I have two friends who make documentaries for a living, and one of them has even won a BAFTA. They were both very enthusiastic about getting involved, but sadly my grandfather insists he's only happy to cooperate with family.
The exhibit also poses some problems. My grandfather doesn't want his work falling into private ownership, but i've no doubt it would be extremely hard to persuade anyone to display his work without the the prospect of them taking a cut of the sales, and ideally we don't want sales unless it's to a gallery or museum, but i can't see a way to raise his profile without doing this. Perhaps it would be possible to pay for his work to be put on display, and i guess i'd have to look into a way of financing this.
Coaxing a prestigious gallery to display his work will also be difficult, but i'm hoping the film and article will incentivise their cooperation. I have been drafting emails to send to them outlining my plans in the hope of getting some sort of statement of intent, but i'm a little unsure of how to word this and i'm not familiar with the standard procedure for arranging such things. I don't want to seem unprofessional, although this is an obvious truth which is hard to avoid. I did think it would be important to attach a detailed photograph of one his paintings as evidence of his ability, and presumably i would have to hire a professional photographer for this. Again, i'm not really sure where to start, or how much money needs to be set aside for this.
I want to stress that this is not a project i'm undertaking for the money, and any money that does get made will go straight to my mother in the hope that it will help her to buy her council house. That said, if his work is to go up in value, it is much more preferable that some of that value is enjoyed by the family, rather than art collectors. Furthermore, as he only has around 60 paintings for 60 years of work, it'll be a fine balance between selling enough to raise his profile while retaining some of his best works in the hope of getting them on display.
All these outlined difficulties are compounded by the progression of his illness and the fact he wants to take his own life when he can no longer stand and paint. It's a bit of a race against time, and i don't even know how much time we have (he was given 2 years to live last Christmas, but i guess that can change). If he dies without me having made progress, the family will be left with little choice but to sell off a lot of his work on the cheap to anyone who wants it. Nobody in the family has the space to store his paintings while i make further attempts to promote it. That said, even if/when all my hopes and plans turn to shit, i wouldn't regret trying.
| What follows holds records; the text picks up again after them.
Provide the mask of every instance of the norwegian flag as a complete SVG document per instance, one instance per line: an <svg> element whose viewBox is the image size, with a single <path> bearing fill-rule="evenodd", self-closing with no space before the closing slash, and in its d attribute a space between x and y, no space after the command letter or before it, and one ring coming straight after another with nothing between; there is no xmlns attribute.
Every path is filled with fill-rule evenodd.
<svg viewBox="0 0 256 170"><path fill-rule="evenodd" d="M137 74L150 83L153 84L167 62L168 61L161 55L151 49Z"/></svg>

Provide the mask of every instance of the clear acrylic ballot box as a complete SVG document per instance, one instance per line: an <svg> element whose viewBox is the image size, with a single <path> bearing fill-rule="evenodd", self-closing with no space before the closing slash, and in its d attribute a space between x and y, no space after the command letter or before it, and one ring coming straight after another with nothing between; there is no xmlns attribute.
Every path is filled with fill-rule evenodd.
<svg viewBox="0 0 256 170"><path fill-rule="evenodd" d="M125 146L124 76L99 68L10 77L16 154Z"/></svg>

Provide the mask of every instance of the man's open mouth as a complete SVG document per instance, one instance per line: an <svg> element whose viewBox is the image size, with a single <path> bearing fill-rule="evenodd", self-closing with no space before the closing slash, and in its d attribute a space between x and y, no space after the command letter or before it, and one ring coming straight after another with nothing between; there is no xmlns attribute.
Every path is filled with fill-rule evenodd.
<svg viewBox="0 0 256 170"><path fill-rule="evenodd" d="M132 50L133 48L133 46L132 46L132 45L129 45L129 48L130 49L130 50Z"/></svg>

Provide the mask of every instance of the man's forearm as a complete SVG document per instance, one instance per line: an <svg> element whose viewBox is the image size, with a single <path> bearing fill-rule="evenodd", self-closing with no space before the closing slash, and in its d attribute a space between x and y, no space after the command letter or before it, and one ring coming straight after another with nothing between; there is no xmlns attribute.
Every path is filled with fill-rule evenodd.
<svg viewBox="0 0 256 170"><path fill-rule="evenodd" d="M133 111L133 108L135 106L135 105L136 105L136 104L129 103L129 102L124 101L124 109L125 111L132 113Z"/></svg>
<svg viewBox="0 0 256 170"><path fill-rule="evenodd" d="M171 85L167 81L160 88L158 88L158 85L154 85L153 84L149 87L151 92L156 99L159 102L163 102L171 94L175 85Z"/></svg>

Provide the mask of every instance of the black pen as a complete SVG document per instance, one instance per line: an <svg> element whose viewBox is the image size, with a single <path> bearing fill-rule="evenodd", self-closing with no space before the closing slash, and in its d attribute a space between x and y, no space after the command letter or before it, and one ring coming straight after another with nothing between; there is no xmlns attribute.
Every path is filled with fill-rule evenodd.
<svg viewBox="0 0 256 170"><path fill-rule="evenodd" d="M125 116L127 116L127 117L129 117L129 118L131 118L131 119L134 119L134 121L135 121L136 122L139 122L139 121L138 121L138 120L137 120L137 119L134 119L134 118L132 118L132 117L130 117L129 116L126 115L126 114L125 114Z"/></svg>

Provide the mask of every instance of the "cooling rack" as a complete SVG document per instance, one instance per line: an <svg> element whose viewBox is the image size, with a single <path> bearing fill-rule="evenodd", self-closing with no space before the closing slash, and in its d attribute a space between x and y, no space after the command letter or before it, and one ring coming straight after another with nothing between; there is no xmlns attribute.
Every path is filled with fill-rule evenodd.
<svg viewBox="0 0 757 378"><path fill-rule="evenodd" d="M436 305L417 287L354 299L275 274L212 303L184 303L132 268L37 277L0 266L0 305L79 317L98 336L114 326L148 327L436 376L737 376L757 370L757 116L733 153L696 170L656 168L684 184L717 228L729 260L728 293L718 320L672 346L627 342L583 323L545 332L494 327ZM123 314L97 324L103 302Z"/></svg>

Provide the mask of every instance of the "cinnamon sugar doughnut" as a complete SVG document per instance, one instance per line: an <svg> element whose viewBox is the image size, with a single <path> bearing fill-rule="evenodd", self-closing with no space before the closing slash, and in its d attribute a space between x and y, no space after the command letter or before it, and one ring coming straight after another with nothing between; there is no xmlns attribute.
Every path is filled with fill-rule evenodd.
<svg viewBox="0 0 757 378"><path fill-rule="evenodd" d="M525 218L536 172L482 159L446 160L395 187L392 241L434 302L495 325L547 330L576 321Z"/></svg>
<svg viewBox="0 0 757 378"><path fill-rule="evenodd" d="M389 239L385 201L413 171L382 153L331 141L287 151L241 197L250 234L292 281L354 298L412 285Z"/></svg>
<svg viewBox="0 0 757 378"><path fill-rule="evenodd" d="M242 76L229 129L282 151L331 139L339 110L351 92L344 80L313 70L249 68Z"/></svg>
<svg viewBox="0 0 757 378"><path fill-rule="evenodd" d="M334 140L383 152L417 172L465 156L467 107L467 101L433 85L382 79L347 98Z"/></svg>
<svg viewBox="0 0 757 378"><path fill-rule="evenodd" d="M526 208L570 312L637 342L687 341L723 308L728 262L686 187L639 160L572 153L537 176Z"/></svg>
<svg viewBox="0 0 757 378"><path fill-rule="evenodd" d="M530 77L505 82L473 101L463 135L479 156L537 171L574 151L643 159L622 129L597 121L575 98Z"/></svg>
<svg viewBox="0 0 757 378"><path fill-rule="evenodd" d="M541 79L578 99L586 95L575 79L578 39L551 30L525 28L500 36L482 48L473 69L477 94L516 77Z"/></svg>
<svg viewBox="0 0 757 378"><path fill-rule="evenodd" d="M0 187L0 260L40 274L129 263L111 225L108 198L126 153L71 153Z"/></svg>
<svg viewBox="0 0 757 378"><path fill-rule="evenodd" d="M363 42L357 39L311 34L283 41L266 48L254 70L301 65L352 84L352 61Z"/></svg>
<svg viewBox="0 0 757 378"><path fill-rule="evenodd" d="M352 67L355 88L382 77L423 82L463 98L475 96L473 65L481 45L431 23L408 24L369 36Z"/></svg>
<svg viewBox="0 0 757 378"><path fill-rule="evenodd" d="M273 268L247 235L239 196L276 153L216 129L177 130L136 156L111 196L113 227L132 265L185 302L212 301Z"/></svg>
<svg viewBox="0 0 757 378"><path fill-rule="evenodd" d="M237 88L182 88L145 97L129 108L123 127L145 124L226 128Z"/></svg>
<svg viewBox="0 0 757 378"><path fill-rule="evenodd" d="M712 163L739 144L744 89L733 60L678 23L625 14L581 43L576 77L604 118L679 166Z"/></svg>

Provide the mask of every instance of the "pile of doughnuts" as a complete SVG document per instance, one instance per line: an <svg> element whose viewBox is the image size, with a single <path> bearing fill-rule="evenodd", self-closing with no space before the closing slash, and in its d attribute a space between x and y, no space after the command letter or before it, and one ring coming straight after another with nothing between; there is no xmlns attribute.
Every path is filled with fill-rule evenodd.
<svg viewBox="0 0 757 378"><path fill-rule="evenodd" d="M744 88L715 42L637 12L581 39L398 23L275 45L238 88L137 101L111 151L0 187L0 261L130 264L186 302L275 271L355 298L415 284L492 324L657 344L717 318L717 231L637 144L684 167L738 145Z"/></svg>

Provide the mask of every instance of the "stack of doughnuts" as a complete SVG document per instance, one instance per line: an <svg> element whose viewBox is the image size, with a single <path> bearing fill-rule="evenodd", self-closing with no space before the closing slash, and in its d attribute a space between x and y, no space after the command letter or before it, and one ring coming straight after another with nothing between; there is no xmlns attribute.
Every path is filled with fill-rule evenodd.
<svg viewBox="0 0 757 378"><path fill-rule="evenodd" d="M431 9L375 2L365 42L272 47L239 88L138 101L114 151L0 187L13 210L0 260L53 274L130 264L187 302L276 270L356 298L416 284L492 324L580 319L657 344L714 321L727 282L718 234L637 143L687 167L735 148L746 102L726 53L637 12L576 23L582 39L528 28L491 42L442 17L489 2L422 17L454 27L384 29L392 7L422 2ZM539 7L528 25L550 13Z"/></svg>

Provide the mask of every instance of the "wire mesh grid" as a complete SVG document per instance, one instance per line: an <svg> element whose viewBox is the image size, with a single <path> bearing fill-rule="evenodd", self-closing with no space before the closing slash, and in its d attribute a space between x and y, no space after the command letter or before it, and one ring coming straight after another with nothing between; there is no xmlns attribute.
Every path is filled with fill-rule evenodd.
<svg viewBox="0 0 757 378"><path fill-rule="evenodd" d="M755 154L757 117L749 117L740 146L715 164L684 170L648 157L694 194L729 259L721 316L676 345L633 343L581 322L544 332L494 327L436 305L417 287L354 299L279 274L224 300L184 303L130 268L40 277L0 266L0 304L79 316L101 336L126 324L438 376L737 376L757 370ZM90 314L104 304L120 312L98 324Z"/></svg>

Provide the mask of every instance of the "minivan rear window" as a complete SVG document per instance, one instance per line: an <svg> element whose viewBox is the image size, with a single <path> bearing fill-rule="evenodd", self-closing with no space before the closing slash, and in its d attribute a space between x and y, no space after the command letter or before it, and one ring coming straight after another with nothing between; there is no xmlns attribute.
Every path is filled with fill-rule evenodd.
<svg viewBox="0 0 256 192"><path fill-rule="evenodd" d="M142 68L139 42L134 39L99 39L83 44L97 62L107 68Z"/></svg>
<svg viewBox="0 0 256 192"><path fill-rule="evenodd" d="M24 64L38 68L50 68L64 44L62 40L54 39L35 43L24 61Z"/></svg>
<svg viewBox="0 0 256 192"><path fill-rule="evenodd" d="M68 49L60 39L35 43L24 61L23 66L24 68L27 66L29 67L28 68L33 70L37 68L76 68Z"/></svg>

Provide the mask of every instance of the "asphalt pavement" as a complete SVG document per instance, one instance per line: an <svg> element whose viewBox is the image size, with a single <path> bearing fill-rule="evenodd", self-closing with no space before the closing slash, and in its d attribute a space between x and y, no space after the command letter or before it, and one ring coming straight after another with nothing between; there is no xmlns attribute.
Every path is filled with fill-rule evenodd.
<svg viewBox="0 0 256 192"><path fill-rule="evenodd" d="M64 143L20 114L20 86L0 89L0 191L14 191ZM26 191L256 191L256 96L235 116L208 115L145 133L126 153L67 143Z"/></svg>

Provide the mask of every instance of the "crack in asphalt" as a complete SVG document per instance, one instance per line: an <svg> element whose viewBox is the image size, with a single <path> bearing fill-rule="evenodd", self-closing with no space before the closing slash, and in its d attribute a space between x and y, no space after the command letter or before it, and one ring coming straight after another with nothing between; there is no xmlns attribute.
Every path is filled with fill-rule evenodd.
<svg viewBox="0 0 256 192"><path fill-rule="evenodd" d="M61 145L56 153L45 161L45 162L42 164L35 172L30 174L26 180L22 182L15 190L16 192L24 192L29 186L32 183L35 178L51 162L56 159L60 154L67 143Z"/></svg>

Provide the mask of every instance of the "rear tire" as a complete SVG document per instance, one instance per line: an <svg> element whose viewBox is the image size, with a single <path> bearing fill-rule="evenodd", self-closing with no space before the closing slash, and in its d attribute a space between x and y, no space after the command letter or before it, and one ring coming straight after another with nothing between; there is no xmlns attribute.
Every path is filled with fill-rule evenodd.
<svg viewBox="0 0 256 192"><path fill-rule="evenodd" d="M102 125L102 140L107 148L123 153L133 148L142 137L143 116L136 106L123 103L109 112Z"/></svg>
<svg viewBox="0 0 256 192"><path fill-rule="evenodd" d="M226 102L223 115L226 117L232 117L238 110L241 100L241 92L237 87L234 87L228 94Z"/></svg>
I'm really enjoying spending this time with him, and i know i would regret it had i not taken this opportunity. But i'm also hoping some good will come out of it, and that when he does die, he does so without the anxiety of worrying what will happen to his work when he's gone.
Anyway, i started writing all that with a lot clearer purpose for sharing it than i have now, and it's a lot longer than i'd planned (sorry, but it can't really summarise with a tl'dr). But i guess if anyone has any ideas or suggestions with regards how i might make this happen, then i would be very pleased to hear them. I have a lot of enthusiasm but i'm not sure it's matched by ability.